Publication year - 1990
Publication title -
clinical cardiology
Language(s) - English
Resource type - Journals
SCImago Journal Rank - 1.263
H-Index - 72
eISSN - 1932-8737
pISSN - 0160-9289
DOI - 10.1002/clc.4960131207
Subject(s) - medicine , cardiology , aneurysm , ejection fraction , left ventricular aneurysm , myocardial infarction , ventricular aneurysm , hemodynamics , thrombosis , heart failure , surgery
Clinical and hemodynamic data of 30 patients with left ventricular aneurysm (27 men, 3 women, mean age 54.9 years) were compared with those of 30 patients with previous myocardial infarction and segmental hypo‐or akinesis (28 men, 2 women, mean age 51 years).

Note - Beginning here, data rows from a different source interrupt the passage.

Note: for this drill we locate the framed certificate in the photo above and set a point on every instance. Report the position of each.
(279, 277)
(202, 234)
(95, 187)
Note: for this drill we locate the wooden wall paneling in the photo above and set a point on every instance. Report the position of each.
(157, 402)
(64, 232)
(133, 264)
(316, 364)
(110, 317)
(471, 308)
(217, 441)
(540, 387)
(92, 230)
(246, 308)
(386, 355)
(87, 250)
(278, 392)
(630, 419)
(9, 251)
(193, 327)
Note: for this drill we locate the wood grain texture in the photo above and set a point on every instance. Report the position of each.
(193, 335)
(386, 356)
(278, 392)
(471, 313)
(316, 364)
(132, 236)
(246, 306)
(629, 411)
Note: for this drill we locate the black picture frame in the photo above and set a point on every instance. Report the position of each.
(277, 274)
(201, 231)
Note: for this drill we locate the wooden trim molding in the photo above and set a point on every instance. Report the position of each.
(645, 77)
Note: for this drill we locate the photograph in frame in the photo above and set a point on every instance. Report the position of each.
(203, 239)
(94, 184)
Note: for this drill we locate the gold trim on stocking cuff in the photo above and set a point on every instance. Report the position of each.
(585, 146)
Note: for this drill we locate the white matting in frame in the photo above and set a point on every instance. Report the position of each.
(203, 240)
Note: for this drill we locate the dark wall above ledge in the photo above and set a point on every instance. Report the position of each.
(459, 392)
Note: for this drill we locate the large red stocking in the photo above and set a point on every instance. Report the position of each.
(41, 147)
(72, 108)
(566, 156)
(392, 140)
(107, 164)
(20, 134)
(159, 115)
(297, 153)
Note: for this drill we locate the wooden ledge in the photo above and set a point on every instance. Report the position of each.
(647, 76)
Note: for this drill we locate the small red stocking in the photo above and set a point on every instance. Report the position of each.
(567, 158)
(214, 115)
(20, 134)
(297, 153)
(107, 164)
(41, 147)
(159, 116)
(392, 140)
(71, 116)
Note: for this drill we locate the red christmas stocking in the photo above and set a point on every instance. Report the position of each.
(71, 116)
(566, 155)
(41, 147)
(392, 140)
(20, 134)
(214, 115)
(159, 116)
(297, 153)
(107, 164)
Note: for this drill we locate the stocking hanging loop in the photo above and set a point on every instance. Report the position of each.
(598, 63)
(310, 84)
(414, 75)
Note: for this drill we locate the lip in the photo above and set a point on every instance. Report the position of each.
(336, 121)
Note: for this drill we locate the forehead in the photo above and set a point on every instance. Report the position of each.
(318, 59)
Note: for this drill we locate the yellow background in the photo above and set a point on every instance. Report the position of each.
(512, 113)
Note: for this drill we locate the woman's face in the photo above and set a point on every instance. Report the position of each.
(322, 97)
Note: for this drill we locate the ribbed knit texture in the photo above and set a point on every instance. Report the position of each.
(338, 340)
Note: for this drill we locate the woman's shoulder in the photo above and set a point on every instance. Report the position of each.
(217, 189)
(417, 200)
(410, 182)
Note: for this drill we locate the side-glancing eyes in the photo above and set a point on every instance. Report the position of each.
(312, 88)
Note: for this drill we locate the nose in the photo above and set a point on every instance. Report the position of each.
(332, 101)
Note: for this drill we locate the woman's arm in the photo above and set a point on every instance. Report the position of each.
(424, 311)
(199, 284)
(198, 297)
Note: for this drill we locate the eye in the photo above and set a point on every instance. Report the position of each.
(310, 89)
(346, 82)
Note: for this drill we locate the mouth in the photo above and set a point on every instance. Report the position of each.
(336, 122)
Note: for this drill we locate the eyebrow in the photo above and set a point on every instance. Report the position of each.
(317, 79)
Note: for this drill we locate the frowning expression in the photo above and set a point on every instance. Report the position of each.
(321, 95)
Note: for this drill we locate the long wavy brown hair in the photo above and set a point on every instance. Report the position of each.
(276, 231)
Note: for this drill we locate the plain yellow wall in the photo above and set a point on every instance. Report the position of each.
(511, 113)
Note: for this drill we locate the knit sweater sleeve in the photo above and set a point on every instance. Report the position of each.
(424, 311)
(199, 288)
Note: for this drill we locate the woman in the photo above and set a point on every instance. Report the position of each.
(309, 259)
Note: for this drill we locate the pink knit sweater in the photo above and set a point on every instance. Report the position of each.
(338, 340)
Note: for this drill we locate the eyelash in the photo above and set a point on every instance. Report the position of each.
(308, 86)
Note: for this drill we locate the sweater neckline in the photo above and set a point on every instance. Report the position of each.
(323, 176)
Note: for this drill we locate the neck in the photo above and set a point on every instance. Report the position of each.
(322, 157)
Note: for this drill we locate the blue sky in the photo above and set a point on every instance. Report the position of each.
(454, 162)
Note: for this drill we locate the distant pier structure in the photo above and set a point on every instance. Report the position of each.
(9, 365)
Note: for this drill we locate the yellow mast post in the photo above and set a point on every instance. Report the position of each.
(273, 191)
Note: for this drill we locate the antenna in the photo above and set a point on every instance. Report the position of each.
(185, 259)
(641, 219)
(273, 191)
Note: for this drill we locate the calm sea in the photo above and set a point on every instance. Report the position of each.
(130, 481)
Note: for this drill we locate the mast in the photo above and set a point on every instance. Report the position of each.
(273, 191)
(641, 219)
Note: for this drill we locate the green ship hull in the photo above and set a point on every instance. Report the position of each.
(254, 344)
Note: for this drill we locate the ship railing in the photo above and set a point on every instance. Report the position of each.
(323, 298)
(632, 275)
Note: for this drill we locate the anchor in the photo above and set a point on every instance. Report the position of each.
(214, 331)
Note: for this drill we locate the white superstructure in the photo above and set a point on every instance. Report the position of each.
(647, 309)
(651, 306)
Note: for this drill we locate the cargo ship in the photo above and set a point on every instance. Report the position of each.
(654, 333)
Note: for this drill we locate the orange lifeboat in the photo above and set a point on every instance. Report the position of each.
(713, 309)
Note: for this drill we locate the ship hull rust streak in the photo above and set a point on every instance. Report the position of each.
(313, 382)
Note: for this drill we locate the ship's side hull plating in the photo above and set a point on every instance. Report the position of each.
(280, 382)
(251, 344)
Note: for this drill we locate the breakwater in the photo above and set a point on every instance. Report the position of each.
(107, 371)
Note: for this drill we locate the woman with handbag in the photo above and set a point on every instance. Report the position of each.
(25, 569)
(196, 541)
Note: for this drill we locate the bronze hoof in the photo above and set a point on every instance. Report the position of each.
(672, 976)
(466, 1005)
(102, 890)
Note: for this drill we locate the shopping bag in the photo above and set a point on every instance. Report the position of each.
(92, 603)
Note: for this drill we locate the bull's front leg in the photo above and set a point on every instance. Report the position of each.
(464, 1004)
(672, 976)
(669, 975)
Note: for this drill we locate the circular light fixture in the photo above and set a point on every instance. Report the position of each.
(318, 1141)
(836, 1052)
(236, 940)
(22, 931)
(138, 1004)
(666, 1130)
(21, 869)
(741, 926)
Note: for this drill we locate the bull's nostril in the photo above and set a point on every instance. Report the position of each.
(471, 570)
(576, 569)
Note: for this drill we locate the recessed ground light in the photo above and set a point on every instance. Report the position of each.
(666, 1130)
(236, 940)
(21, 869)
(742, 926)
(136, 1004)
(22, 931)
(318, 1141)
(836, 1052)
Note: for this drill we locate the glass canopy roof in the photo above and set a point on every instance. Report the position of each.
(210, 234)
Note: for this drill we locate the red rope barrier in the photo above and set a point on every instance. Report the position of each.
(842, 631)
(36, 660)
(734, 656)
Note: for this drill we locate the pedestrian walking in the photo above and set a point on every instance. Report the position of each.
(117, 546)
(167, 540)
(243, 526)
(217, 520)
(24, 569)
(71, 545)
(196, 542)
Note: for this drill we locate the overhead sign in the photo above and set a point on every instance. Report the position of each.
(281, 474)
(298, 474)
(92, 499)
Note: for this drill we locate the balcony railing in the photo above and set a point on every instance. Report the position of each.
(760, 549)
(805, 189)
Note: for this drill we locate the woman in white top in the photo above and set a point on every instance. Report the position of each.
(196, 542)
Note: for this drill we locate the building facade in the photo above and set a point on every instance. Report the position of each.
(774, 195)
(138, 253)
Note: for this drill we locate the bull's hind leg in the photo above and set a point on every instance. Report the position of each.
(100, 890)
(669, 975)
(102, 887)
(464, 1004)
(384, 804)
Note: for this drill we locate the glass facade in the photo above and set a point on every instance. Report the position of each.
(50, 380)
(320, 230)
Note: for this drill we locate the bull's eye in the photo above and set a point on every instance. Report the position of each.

In each group, 10 patients were affected by one‐, two‐, or three‐vessel disease. A semiquantitative evaluation of collateral coronary circulation showed no significant differences between the two groups. Mean end‐diastolic volume was higher in patients with left ventricular aneurysm (p < .025, < .05, and < .001 in 1‐, 2‐, and 3‐vessel disease, respectively) and ejection fraction was lower only in patients with one‐, (p < .001) and two‐ (p < .05) vessel disease in comparison with patients without left ventricular aneurysm. No significant difference was evidenced in basal or isometric exercise end‐diastolic pressure. The incidence of thrombosis detected by ventriculography was higher in patients with left ventricular aneurysm (33.3 vs. 6.6%). The mean duration of follow‐up was 20.7 months in patients with left ventricular aneurysm and 20.6 in the control group. No significant difference was found either in mortality or in reinfarction rate as far as incidence and severity of angina. The incidence of congestive heart failure was more evident, but not significant in patients with left ventricular aneurysm. One embolic episode was present in one patient with aneurysm and intraventricular thrombosis. Left ventricular performance is influenced by an aneurysm when a limited coronary compromise is present (one‐ and two‐vessel disease) while it is not affected in the case of a coexisting three‐vessel disease.